10. You are still responsible for yourself when you’re asleep. It’s not okay to wake someone up unless you need them to move aside so you could use the toilet. Also not permitted: loud snoring, falling over the armrest and nestling your head on other passengers.
11. Don’t “half” stand up when someone needs to get out of the row. Stand up like a decent person and step out into the aisle.
12. Walking down the aisle: Don’t grab the back of every seat when you walk down the aisle, and if you're carrying a bag, take it off and carry it by your side to avoid smacking it into someone.
13. Control your liquor: You can drink at any point of the flight with freedom, but remain decent to fellow flyers.

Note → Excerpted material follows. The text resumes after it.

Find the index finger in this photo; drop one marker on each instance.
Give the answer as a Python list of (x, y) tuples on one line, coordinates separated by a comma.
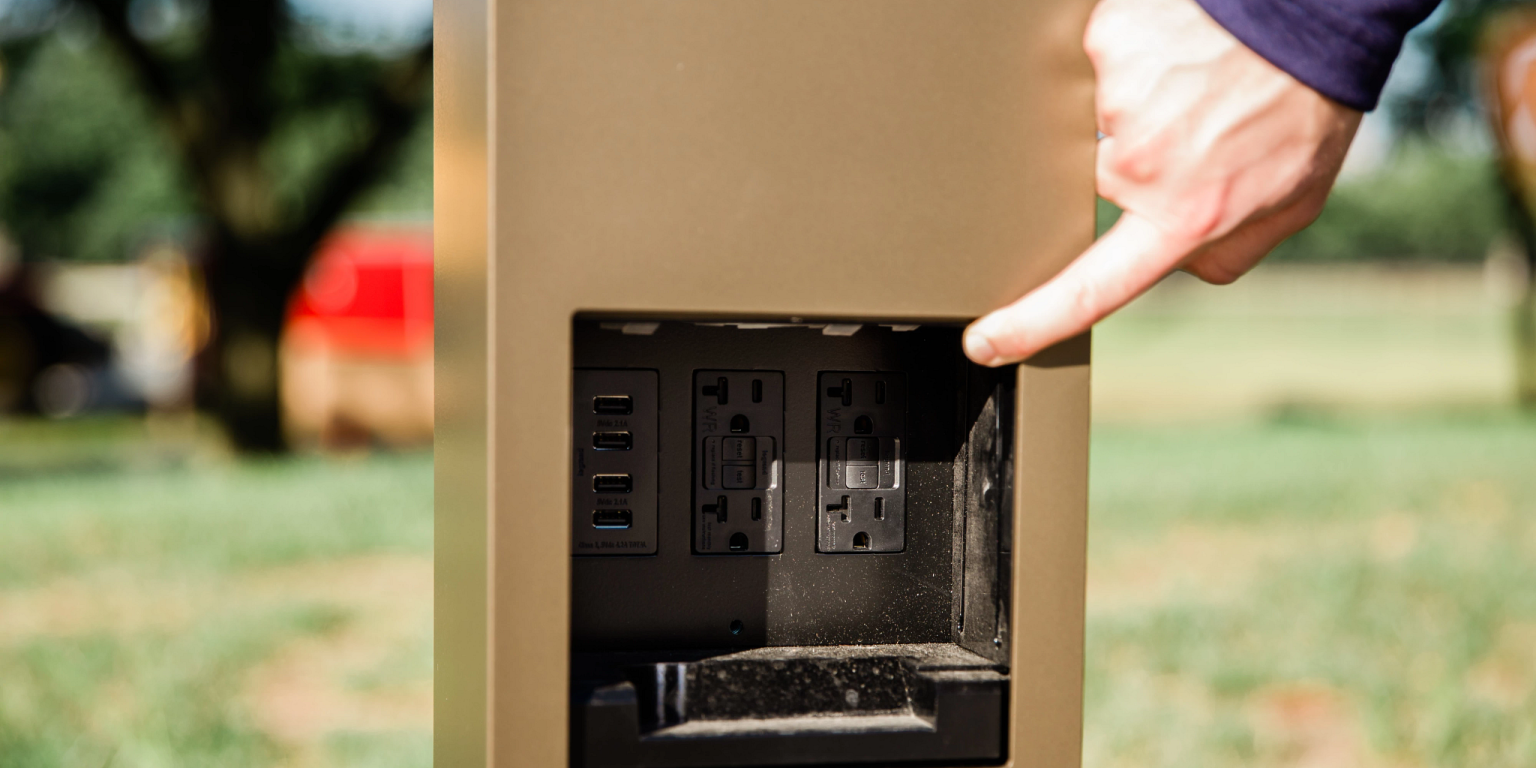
[(1115, 269)]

14. Don’t stick your bare feet out in the aisle. If you must remove your shoes, keep them out of sight. And don’t fall asleep with your feet stretched out in the aisle - it’s your responsibility to remain aware enough to retract them when someone passes by.
15. Double the airsickness bag. Because despite the fact that these things are designed for one purpose only, they will fail you in the crucial moment.
16. Do not rush to the front and cut people when you’re getting off the plane. Sole exception: asking politely if you can go ahead because you have a connecting flight.
17. Don’t aggressively crowd the belt in baggage claim. Leave space between you and the belt so other passengers can grab their bags if they see it.